Parameter-Shift Rule
Intunitive Explanation
They say that this is similar to how the derivative of the function sin(x).
f(x) = \sin(x) \text{ is identical to } \\ \frac{1}{2}\sin\left(x + \frac{\pi}{2}\right) - \frac{1}{2}\sin\left(x - \frac{\pi}{2}\right)
So the same scheme is used to compute both sin(x) and its derivative (at x±π/2).
Overview
Let’s say we have sequence of Unitary Gates, it compose a variational quantum circuit.

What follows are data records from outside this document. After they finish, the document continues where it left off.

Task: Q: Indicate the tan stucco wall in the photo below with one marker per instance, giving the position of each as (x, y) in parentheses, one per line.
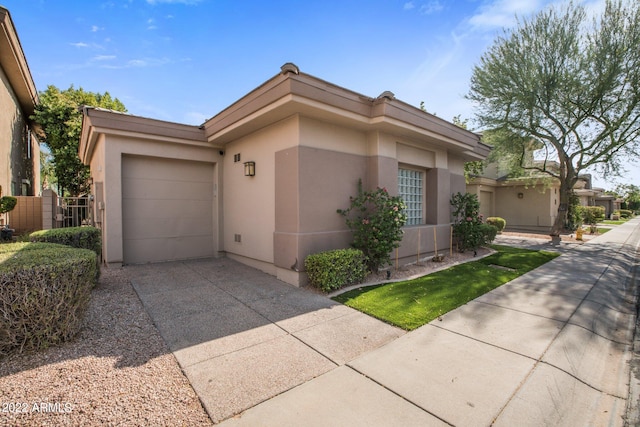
(106, 167)
(317, 177)
(15, 163)
(537, 207)
(249, 202)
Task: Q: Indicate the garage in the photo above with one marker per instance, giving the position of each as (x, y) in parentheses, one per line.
(167, 209)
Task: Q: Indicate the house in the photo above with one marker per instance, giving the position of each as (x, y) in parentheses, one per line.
(261, 181)
(530, 203)
(19, 147)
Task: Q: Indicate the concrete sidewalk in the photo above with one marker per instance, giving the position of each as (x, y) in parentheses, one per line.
(242, 337)
(551, 348)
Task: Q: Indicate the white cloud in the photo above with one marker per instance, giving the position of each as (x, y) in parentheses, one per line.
(502, 13)
(431, 7)
(426, 8)
(187, 2)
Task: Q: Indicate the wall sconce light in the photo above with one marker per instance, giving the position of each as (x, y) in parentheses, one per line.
(249, 168)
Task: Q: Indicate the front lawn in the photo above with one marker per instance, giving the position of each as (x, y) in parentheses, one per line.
(413, 303)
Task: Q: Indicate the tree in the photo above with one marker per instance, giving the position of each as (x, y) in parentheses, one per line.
(631, 195)
(60, 119)
(571, 89)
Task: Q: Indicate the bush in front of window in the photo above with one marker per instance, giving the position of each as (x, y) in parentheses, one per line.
(334, 269)
(497, 222)
(376, 220)
(468, 229)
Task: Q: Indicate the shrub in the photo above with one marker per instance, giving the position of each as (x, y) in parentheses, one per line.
(625, 213)
(468, 228)
(592, 214)
(376, 219)
(7, 203)
(77, 237)
(337, 268)
(44, 292)
(497, 222)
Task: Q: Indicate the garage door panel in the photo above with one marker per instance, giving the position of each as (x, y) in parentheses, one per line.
(167, 248)
(164, 209)
(167, 209)
(167, 227)
(150, 189)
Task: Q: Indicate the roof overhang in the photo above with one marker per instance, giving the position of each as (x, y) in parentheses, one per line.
(291, 92)
(14, 64)
(97, 121)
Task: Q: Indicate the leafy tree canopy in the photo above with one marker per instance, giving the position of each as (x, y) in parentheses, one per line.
(60, 118)
(631, 195)
(567, 85)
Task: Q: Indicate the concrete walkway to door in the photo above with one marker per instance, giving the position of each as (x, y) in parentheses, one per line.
(553, 347)
(242, 336)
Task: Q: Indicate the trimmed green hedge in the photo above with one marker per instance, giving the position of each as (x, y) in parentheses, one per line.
(624, 213)
(591, 214)
(44, 292)
(497, 222)
(76, 237)
(334, 269)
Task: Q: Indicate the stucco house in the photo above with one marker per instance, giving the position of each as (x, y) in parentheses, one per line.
(19, 147)
(531, 203)
(261, 181)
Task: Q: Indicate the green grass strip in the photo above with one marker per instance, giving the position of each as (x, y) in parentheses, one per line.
(413, 303)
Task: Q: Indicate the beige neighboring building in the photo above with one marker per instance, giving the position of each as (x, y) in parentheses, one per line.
(261, 181)
(531, 204)
(19, 147)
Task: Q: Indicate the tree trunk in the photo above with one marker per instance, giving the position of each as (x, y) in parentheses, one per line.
(568, 178)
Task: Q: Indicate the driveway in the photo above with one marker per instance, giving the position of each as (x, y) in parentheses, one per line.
(242, 337)
(553, 347)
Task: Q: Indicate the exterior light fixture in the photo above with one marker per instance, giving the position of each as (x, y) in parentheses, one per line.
(249, 168)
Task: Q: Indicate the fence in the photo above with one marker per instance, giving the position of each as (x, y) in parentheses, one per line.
(58, 212)
(27, 215)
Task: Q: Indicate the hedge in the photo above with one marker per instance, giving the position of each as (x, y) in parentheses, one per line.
(77, 237)
(44, 293)
(336, 268)
(497, 222)
(625, 213)
(591, 214)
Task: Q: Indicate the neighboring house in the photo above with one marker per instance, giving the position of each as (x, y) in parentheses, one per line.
(531, 203)
(262, 180)
(19, 147)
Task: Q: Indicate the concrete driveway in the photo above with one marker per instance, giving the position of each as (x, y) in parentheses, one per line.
(242, 336)
(551, 348)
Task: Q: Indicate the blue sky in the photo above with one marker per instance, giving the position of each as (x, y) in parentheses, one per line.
(186, 60)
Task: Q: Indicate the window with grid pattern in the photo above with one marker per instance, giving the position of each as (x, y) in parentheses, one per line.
(410, 189)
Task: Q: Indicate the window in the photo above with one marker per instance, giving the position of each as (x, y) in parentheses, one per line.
(410, 189)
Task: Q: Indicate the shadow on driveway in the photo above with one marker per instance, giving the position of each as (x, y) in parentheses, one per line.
(242, 336)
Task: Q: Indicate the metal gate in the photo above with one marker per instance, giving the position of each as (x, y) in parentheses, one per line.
(74, 211)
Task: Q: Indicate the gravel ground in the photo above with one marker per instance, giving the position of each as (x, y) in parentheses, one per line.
(116, 372)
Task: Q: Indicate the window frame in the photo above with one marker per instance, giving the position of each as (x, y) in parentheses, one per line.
(413, 220)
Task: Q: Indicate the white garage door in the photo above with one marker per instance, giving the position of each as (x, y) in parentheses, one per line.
(167, 209)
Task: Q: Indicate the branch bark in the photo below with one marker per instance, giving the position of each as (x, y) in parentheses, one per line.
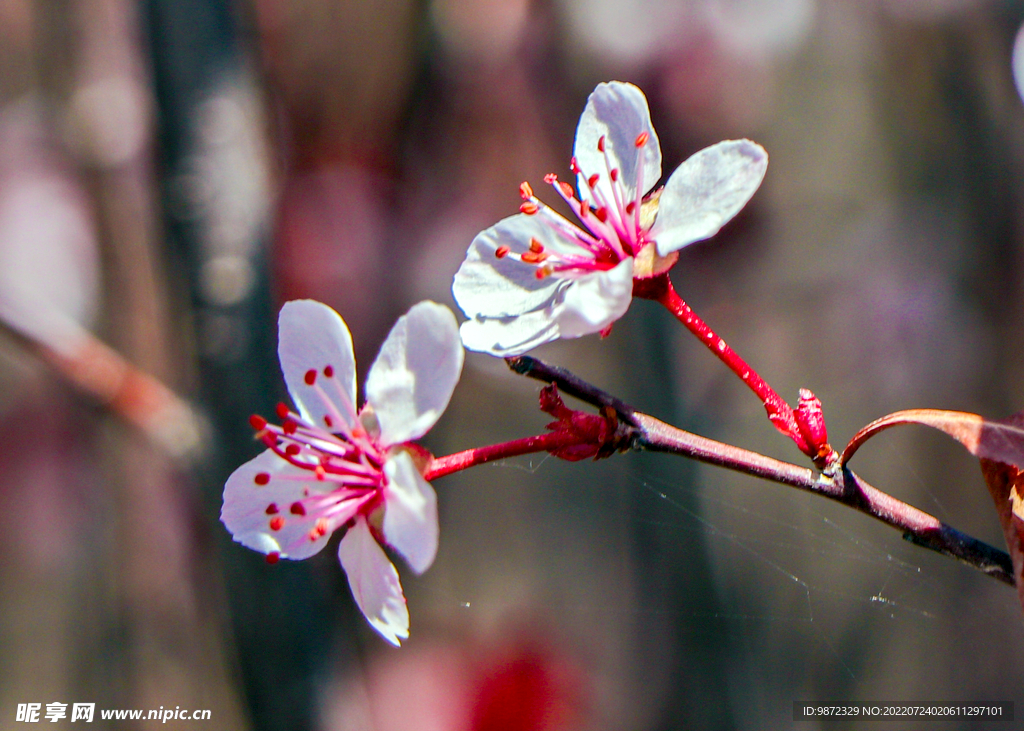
(843, 486)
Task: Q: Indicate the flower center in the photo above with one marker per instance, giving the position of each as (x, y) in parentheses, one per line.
(347, 460)
(610, 229)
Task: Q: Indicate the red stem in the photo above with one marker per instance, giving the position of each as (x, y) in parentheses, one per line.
(659, 289)
(441, 466)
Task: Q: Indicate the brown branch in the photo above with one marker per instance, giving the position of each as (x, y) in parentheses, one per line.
(843, 486)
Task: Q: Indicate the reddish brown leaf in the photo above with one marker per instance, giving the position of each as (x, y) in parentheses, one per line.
(1006, 483)
(999, 446)
(1000, 440)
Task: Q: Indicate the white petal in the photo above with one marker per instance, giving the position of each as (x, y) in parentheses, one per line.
(487, 286)
(246, 503)
(595, 301)
(374, 583)
(311, 336)
(706, 191)
(509, 336)
(410, 513)
(581, 306)
(412, 380)
(619, 113)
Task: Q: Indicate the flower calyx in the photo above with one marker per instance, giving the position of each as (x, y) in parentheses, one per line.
(599, 435)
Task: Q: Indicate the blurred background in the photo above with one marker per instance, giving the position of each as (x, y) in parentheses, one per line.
(171, 171)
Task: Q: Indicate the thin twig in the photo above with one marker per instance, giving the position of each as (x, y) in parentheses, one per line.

\begin{align} U(x; \theta) = U_N(\theta_N) U_{N-1}(\theta_{N-1}) \cdots U_i(\theta_i) \cdots U_1(\theta_1) U_0(x). \\ U_j(\gamma_j) = \exp(i \gamma_j H_j) \end{align}
Just looking at a parameter and its unitary gate, it is also represented like
f(x; \theta_i) = \langle 0 | U_0^\dagger(x) U_i^\dagger(\theta_i)\^B U_i(\theta_i) U_0(x) | 0 \rangle \\= \langle x | U_i^\dagger(\theta_i)\^B U_i(\theta_i) | x \rangle = \langle x | M_{\theta_i}(\hat{B})| x \rangle
so we can get its gradient by
\begin{align} \nabla_{\theta_i} f(x; \theta_i) = \langle x | \nabla_{\theta_i} M_{\theta_i}(\hat{B}) | x \rangle \in \mathbb{R} \\ \text{where } \nabla_{\theta_i} M_{\theta_i}(\hat{B}) = c \left[ M_{\theta_i + s}(\hat{B}) - M_{\theta_i - s}(\hat{B}) \right] \end{align}
where the multiplier c and the shift s are determined completely by the type of transformation M and independent of the value of θ.
In a specific case, pauli gate
When pauli gate is used in the circuit,
U_i(\theta_i) = \exp\left(-i \frac{\theta_i}{2} \hat{P}_i\right),
The gradient of the parameter (4) is represented as
\nabla_{\theta} f(x; \theta) = \frac{1}{2} \left[ f(x; \theta + \frac{\pi}{2}) - f(x; \theta - \frac{\pi}{2}) \right]
Yeah, the form is completely as same as shown before.